Losing a building filled with memories

Watching the tragic destruction of an historic building on Main Street was heart wrenching.

The upper level of this century-old building was, for most of its lifetime, a hotel with mixed-use, ground-level stores and a bar. For many years, the hotel was called the Brooks Hotel. About 1959, my parents purchased the hotel. They lived in a three-room apartment above what was then the Home Plate Tavern. My brothers and I lived in rooms across the hall from their apartment.

In June 1960, I married and moved to an apartment in north Auburn. For the next several years, we returned to their apartment for holiday dinners or when my dad required an extra set of hands for some task – or simply to check in.

My mother was a fastidious housekeeper, and she kept the rooms of the hotel as clean as her own house.

After my first daughter arrived, my parents would occasionally baby sit her at the hotel. My daughter loved to go to the hotel because grandpa would hoist her on his shoulders and carry her around the half-block long corridors of the hotel. What great memories we had at that old hotel.
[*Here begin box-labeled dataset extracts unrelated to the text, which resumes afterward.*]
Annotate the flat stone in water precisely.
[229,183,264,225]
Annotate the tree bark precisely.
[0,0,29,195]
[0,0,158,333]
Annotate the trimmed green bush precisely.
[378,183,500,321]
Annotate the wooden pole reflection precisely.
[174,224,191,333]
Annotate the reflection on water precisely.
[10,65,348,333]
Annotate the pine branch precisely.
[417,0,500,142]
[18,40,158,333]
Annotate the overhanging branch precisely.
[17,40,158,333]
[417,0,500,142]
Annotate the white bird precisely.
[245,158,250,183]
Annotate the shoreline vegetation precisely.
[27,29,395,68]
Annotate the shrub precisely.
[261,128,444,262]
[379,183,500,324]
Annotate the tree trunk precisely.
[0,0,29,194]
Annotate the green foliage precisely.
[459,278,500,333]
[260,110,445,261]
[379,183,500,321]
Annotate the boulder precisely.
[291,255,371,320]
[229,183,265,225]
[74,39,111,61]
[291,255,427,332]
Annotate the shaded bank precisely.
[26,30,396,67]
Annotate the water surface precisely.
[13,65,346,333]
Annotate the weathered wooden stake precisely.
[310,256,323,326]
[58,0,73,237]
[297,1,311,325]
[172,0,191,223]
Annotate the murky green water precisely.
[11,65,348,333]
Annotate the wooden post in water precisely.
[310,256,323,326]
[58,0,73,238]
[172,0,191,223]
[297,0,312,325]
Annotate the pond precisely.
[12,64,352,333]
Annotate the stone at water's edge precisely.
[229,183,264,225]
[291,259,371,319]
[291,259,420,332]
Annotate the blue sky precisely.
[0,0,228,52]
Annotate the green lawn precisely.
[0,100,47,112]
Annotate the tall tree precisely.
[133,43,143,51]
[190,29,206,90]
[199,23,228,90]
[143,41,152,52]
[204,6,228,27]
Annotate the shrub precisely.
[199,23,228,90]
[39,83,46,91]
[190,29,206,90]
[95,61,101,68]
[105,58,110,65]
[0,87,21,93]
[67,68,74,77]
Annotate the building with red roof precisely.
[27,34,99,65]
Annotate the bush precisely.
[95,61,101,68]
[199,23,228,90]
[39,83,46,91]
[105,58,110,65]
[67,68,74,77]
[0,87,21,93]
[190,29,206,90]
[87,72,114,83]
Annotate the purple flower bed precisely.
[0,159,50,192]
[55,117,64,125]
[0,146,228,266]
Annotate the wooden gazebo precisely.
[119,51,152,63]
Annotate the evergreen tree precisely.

My parents operated the hotel until the early 1970s when they retired, sold the hotel and moved to a bungalow on K Street Southeast. They passed away in the late 1990s. They would have been devastated to watch “their” hotel destroyed in such a fashion.

We grieve for those who have been displaced, lost their jobs or lost their businesses, and we pray for those who suffered injuries.

We also must thank the fearless firefighters from several agencies that fought this fire in near-freezing conditions. Their expertise contained the fire within the brick walls of the building, prevented a conflagration that could have consumed neighboring buildings on both sides of Main Street.

It is probably unreasonable to consider repairing the building, but ultimately I see a multi-story structure containing living accommodations with ground-level retails stores and a tavern/bar rising up like a phoenix from all this destruction.

Maybe in another 100 years someone will write a note about fond remembrances of living in that century-old building, just as I have for this now-destroyed edifice.